Mother and daughter now talk every day, and Brasseur said she has enjoyed getting to know Bader, who she calls a "neat, cool kid." She also said that Facebook has been a boon in getting to know her daughter and catching up on all the moments she missed.
"Graduation and birthdays and holidays, because of the timeline, I was there," she said. "All the pictures that I didn't get from the [adoption] agency that I was promised, I got from Facebook."

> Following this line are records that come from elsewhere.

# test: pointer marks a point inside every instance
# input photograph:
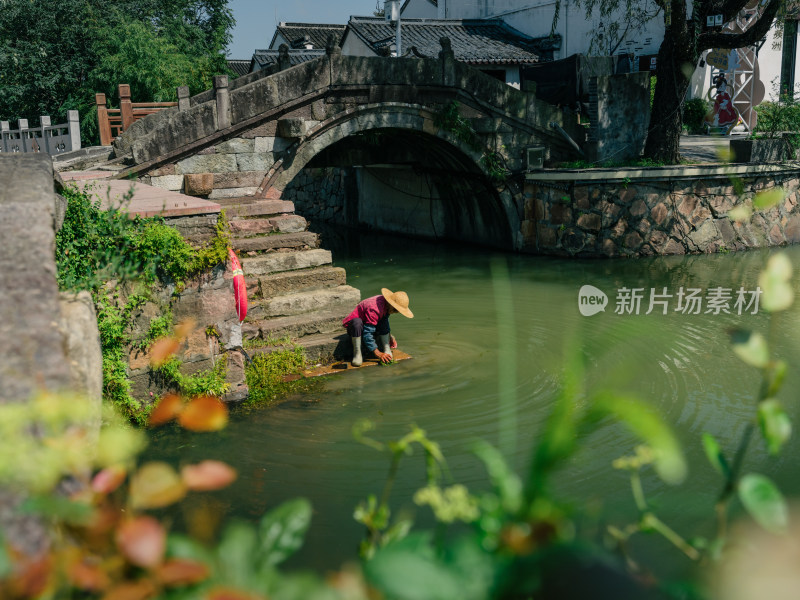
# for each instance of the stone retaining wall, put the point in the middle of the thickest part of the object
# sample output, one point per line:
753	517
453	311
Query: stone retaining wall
319	194
670	210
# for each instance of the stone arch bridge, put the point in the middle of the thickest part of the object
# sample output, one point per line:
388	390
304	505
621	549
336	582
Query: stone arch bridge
422	170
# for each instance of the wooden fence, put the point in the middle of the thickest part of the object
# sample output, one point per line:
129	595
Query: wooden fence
113	121
47	138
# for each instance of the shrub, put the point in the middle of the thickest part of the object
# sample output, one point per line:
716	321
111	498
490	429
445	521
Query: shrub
694	113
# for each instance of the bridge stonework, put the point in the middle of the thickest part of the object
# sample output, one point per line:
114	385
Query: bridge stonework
263	131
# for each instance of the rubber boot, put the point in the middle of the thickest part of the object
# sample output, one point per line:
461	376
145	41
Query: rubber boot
357	360
383	342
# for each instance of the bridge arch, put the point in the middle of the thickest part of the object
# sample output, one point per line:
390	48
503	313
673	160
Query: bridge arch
462	203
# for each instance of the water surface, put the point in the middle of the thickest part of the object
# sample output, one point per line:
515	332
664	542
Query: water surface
467	348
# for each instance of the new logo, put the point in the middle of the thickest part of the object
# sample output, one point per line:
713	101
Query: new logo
591	300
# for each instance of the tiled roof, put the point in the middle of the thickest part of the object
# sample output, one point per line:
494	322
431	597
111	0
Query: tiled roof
486	41
266	58
239	67
317	34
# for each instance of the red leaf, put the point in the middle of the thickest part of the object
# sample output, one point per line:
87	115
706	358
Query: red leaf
208	475
221	593
137	590
179	572
31	577
205	413
162	350
184	328
108	480
154	485
88	577
169	407
142	541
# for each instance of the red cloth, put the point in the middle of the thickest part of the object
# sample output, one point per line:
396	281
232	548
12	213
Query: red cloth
370	311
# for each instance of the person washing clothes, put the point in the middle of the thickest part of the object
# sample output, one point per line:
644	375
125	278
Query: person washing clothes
371	318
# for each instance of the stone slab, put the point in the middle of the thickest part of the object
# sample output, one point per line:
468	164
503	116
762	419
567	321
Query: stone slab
199	184
343	366
284	224
298	326
306	302
148	201
207	163
238	179
299	281
275	262
217	194
278	240
173	183
253	207
32	355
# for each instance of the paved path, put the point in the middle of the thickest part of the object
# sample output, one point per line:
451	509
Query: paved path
707	148
147	201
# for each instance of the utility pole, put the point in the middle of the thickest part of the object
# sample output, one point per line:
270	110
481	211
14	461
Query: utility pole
391	10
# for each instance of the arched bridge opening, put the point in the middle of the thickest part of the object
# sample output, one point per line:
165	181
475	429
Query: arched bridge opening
401	181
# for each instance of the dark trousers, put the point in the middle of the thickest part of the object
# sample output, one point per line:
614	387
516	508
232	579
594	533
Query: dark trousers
355	327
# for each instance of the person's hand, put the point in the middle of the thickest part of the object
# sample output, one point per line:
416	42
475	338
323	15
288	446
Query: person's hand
384	357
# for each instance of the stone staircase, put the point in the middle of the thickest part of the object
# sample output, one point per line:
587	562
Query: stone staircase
293	291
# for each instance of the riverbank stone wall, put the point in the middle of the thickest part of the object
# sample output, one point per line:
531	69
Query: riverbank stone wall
645	212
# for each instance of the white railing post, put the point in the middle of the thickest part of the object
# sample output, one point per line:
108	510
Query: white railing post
23	135
4	129
73	130
44	144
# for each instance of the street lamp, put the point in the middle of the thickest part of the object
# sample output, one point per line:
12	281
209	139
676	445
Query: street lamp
391	10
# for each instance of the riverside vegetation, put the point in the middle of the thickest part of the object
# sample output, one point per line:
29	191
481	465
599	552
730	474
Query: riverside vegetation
124	262
515	539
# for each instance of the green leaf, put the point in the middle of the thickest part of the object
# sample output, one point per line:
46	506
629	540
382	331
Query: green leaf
768	198
558	441
236	555
648	425
409	570
58	507
750	347
6	566
182	546
764	502
774	283
741	213
775	376
776	427
282	530
715	456
505	481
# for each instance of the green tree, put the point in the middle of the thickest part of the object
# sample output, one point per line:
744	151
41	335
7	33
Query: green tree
56	54
686	37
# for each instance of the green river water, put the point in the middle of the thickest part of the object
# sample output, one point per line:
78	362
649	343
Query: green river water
470	349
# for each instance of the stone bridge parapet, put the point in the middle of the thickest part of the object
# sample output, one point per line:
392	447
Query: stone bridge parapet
287	104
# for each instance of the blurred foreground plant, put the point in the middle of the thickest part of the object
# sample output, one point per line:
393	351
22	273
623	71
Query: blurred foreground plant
107	536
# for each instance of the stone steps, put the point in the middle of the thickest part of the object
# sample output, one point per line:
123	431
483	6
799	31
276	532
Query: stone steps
297	326
294	290
276	262
321	348
304	239
339	297
242	227
254	207
291	282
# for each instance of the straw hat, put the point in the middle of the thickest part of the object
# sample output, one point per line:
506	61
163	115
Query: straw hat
399	300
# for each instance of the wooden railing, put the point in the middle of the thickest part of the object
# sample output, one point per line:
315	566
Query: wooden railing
113	121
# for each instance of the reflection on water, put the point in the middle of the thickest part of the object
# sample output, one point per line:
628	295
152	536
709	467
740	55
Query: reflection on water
681	364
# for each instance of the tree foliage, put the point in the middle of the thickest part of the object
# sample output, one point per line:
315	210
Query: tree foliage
56	54
686	37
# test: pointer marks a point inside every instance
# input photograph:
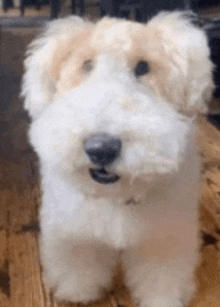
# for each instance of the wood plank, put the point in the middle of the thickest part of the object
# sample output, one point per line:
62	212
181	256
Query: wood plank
4	270
26	283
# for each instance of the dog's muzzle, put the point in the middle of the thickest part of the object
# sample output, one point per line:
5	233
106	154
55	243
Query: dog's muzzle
102	150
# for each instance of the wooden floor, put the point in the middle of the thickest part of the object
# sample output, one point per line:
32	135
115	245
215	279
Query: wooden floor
21	282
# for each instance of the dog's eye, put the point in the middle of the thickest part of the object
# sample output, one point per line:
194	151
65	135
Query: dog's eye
141	68
87	65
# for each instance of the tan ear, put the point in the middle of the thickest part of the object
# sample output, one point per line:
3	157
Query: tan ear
38	84
187	46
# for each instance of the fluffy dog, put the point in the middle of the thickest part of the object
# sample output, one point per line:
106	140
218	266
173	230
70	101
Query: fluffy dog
113	107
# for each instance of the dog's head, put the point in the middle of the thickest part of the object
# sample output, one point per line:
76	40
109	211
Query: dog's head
116	99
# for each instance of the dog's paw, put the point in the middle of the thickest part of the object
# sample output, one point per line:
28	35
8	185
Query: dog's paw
71	290
163	301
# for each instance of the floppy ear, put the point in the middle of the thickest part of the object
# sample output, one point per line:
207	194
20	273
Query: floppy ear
38	84
186	46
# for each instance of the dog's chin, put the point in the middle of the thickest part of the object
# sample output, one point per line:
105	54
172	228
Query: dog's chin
100	175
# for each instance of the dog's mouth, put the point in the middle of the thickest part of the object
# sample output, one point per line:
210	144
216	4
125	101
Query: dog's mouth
100	175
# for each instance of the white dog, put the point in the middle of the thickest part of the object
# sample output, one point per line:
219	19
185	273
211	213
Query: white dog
113	107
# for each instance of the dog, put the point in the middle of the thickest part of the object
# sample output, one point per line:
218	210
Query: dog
113	108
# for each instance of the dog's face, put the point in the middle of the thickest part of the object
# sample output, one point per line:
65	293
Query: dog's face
115	100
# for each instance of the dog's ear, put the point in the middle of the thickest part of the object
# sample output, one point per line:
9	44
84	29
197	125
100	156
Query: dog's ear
185	45
43	54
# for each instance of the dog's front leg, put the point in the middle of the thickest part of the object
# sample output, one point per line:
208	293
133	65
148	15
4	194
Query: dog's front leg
160	272
75	271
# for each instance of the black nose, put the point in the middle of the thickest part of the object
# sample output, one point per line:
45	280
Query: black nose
102	149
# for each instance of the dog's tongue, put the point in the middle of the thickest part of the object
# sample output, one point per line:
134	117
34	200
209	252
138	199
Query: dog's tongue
102	176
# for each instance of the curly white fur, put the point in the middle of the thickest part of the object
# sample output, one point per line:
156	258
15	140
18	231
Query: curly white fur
148	219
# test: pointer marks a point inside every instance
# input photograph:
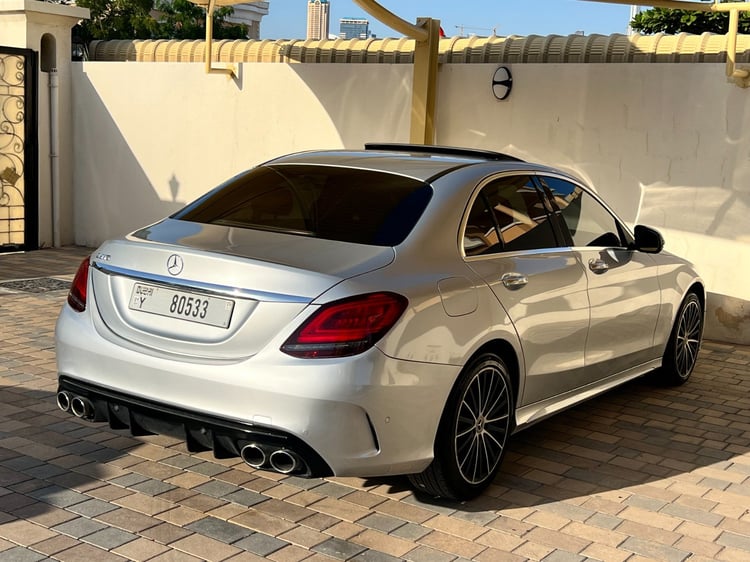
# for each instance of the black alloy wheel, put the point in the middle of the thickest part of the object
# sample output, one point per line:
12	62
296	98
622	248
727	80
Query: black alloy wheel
473	432
684	344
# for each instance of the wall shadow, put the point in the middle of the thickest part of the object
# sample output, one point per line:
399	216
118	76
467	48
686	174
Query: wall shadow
107	213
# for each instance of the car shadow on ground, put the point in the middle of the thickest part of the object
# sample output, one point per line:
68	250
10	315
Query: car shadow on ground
637	435
640	434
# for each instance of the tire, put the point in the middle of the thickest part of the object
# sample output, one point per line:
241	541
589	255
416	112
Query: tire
684	342
473	432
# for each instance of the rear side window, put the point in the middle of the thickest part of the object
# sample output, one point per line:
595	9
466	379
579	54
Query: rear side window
344	204
588	221
508	215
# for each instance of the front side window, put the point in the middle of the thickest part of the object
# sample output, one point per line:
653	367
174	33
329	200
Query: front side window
508	215
334	203
588	221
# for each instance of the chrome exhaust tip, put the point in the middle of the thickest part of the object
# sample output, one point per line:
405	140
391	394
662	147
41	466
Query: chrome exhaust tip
82	407
253	455
63	400
283	461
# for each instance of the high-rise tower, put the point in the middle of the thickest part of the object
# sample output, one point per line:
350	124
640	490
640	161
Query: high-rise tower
317	19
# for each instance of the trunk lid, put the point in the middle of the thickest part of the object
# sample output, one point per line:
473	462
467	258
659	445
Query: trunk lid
210	292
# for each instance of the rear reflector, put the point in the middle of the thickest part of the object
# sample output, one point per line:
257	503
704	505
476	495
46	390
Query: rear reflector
346	327
77	294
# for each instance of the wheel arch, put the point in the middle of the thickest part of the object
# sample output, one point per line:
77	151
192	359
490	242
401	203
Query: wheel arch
506	351
700	291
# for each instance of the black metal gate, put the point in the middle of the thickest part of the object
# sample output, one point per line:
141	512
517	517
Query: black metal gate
19	187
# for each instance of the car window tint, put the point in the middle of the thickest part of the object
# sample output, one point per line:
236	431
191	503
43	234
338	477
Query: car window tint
342	204
588	221
508	215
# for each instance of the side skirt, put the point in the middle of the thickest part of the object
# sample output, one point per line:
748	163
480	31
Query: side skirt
533	413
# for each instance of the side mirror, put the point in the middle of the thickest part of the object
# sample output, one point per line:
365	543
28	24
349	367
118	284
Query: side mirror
648	240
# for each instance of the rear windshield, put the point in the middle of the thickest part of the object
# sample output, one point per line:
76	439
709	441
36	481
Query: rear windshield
345	204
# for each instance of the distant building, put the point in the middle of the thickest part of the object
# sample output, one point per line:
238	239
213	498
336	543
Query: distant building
317	19
250	14
354	28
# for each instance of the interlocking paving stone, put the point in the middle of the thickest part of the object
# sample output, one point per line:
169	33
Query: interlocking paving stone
79	527
20	554
110	538
261	544
643	471
223	531
337	548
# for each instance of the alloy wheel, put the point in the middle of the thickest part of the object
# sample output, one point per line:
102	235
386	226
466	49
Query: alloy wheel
482	424
688	338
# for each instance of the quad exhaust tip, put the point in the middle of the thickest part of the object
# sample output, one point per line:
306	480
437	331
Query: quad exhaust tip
280	460
63	400
253	455
79	406
283	461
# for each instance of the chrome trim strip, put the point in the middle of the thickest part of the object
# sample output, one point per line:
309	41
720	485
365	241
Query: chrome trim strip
211	288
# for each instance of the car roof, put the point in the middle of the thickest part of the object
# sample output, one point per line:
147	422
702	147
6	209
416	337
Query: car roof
422	162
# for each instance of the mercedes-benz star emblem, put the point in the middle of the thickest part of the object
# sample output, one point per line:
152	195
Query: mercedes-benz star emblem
175	264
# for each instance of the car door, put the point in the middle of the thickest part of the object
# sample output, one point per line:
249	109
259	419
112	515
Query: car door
622	283
512	243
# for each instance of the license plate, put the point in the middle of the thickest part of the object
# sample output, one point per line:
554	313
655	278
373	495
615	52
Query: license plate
183	305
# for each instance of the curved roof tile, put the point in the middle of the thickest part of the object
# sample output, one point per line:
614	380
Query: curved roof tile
616	48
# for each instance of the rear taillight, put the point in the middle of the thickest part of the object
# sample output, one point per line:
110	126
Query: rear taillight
77	294
346	327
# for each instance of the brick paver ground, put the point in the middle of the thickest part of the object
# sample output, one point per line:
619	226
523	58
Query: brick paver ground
641	473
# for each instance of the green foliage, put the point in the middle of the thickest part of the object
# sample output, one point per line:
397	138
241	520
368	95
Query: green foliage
665	20
117	19
147	19
181	19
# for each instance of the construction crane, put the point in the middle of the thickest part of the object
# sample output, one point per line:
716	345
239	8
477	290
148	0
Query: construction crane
461	28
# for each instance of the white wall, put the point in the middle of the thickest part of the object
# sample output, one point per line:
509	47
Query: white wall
665	144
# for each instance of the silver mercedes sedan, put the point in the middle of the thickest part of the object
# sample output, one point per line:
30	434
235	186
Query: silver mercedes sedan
395	310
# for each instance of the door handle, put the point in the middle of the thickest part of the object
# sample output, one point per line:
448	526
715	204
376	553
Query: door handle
514	281
598	266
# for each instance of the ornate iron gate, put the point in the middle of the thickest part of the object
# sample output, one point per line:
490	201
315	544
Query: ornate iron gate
18	150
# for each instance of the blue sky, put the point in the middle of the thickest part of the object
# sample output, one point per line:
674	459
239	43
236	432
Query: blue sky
287	19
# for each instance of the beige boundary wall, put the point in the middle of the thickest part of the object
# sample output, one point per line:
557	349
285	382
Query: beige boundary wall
666	144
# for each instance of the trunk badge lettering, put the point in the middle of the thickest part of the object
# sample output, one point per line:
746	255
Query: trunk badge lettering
175	264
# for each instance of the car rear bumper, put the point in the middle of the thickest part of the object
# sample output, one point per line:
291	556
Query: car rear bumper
368	415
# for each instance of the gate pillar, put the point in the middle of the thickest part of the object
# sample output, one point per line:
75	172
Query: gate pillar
45	29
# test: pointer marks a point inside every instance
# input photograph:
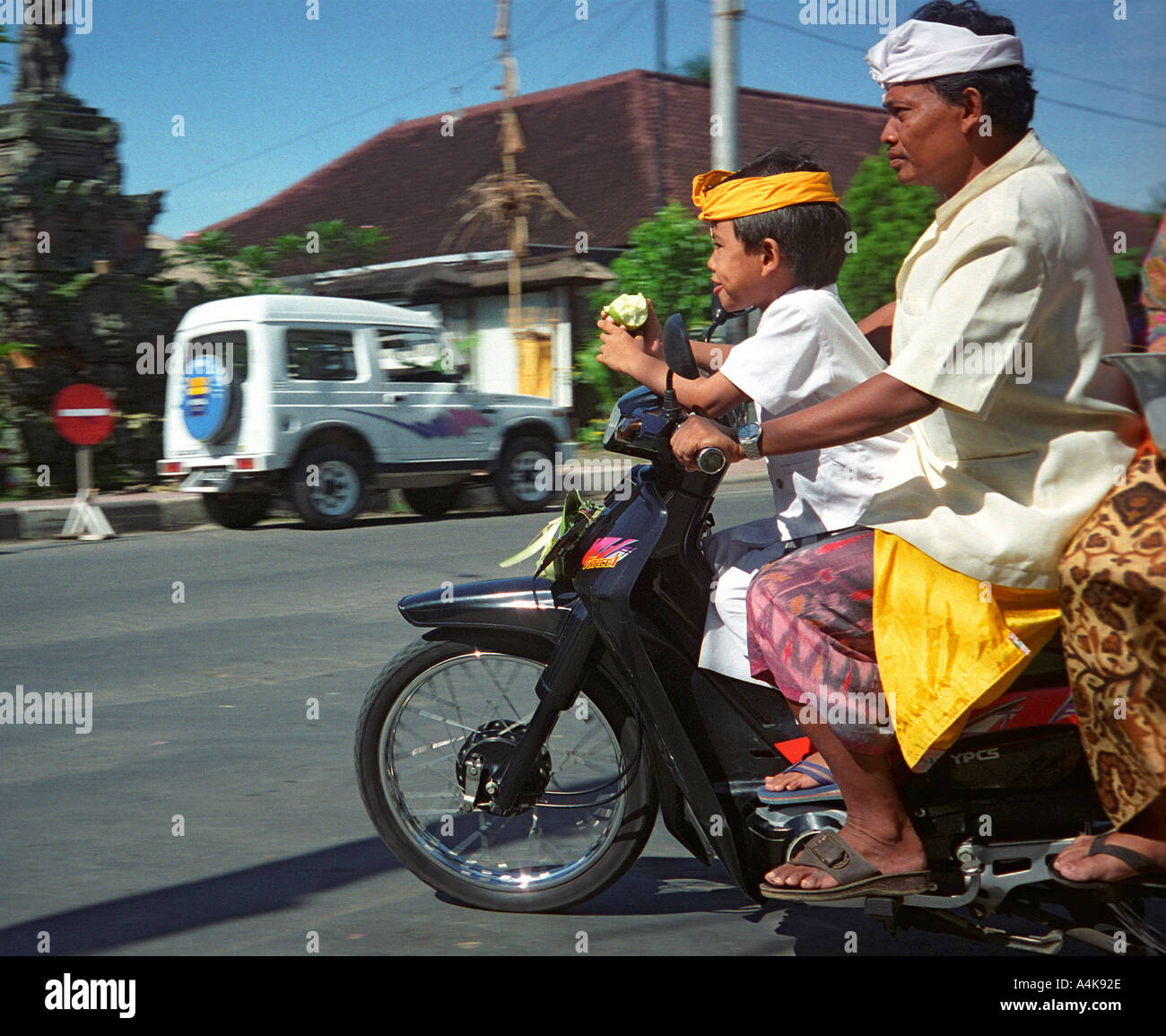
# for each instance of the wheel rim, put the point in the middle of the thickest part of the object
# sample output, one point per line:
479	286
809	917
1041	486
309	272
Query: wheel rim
536	849
338	490
523	476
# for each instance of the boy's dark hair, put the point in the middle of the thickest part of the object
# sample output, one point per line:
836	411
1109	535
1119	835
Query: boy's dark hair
1007	93
812	236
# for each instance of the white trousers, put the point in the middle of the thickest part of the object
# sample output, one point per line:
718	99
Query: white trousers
735	555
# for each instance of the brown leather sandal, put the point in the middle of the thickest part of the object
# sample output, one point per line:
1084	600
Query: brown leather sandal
855	874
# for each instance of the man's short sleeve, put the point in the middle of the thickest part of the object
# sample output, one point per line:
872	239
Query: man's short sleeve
960	341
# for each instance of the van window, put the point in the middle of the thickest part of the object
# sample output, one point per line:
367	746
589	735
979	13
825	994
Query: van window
415	355
321	356
229	348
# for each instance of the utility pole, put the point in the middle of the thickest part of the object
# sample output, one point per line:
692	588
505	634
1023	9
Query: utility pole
509	144
723	124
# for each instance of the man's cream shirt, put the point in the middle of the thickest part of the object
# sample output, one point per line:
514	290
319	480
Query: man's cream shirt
1005	307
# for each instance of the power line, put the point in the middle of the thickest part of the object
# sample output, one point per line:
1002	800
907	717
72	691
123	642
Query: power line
1044	97
459	74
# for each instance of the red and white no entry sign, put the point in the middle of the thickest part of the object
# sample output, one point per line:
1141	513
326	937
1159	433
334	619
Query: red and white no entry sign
83	414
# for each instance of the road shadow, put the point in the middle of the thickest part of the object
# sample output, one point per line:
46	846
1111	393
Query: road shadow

For her part, Bader is happy to have a relationship with her birth mother, and says she's finally getting answers only Brasseur can provide. Their new connection has also given Bader an opportunity to thank her birth mother for making the difficult decision to give her up.
"I had a lot of resentment about it for a really long time," Bader said. "As I got older, I realized I'm better off where I am, and I wouldn't change my life at all. [I told her] you did what was best for both of us, honestly."
The Brasseur and Bader families have since become very close, with Natalie forming relationships with her siblings, while Brasseur and Natalie's adoptive mother Rosie Bader have also bonded. Natalie describes her two mothers as being like "two long-lost best friends who've known each other their whole lives."
The two have yet to meet in person, since Bader lives in Langhorne, Pennsylvania, and Brasseur is in Nashville, and neither can afford to visit each other. And despite a recent flurry of offers from television programs wanting to reunite them on air, Brasseur turned them all down.
"They only wanted to fly me and her, but if we're going to meet, I want her mother to be there," Brasseur said. "That's her mother, that's who raised her. It would have been selfish of me to reunite with her [that way] ... For the same reason I gave her up, I had to think about her best interests."
Even though they won't have the opportunity to meet on Mother's Day, the holiday still holds a special significance for both of them, because it will mark the first time they'll celebrate the day while finally having a relationship with each other.
"What Mother's Day means is that it'll be my first Mother's Day that I don't have to worry," Brassuer said. "When you give up a child or adoption, her life with [her adoptive parents] starts. But her life with me never stopped. Every time I saw a child around her age, I thought it could be her.
"For years it was question after question after question, and I couldn't get answers," she added. "And now I've got 23 years worth."